God Has Often Chosen to Bring Forth His Work Out of Obscurity
Doctrine and Covenants 1:30
30 And also those to whom these commandments were given, might have power to lay the foundation of this church, and to bring it forth out of obscurity and out of darkness, the only true and living church upon the face of the whole earth, with which I, the Lord, am well pleased, speaking unto the church collectively and not individually . . .

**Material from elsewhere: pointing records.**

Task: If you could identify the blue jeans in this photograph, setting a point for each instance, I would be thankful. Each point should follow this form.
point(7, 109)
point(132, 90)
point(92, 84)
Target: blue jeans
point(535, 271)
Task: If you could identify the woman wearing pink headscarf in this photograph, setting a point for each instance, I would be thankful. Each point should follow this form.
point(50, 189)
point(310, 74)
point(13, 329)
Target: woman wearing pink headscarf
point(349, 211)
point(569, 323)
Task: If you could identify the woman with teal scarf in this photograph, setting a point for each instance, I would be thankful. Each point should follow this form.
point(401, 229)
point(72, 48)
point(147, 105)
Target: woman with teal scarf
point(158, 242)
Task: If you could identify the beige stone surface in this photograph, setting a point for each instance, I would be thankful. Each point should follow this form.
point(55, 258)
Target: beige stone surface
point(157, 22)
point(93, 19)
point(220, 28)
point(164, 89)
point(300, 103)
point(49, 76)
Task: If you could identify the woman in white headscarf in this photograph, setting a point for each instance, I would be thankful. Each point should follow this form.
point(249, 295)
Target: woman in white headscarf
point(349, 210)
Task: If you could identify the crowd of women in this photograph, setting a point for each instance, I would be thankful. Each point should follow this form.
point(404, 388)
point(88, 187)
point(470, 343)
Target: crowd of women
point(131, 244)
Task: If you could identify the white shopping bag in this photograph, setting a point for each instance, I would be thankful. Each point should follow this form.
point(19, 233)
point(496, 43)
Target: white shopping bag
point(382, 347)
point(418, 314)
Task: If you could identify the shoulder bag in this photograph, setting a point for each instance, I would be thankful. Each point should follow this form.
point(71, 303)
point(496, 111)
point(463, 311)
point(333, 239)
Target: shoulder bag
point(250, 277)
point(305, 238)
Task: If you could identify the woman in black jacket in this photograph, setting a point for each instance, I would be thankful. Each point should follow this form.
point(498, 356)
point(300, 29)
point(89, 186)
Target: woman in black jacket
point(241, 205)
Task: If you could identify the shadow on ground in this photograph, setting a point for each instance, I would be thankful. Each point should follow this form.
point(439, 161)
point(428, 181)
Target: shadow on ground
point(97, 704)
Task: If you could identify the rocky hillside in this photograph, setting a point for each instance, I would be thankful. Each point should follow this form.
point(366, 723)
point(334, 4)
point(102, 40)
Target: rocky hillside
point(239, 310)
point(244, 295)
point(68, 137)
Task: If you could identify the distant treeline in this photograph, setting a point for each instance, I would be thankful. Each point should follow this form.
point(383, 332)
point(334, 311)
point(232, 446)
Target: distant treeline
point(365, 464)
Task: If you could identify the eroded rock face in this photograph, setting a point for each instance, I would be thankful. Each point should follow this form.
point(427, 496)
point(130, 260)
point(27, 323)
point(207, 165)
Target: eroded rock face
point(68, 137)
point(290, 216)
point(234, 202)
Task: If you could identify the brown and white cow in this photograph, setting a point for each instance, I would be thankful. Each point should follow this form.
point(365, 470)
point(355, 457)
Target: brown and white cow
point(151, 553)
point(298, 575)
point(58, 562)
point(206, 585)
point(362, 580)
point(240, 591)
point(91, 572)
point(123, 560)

President Spencer W. Kimball said:
“Various excuses have been used over the centuries to dismiss . . . divine messengers. There has been denial because the prophet came from an obscure place. ‘Can there any good thing come out of Nazareth?’ (John 1:46). Jesus was also met with the question, ‘Is not this the carpenter’s son?’ (Matthew 13:55). By one means or another, the swiftest method of rejection of the holy prophets has been to find a pretext, however false or absurd, to dismiss the man so that his message could also be dismissed. Prophets who were not glib, but slow of speech, were esteemed as naught. Instead of responding to Paul’s message, some saw his bodily presence as weak and regarded his speech as contemptible. Perhaps they judged Paul by the timbre of his voice or by his style of speech, not the truths uttered by him. . . .
“These excuses for rejection of the prophets are poor excuses. The trouble with using obscurity as a test of validity is that God has so often chosen to bring forth His work out of obscurity. He has even said it would be so (see D&C 1:30). Christianity did not go from Rome to Galilee; it was the other way around. In our day the routing is from Palmyra to Paris, not the reverse. Just because something is in our midst does not mean that we have been in the midst of it. We can daily drive by a museum or an art gallery but know nothing of what is inside.”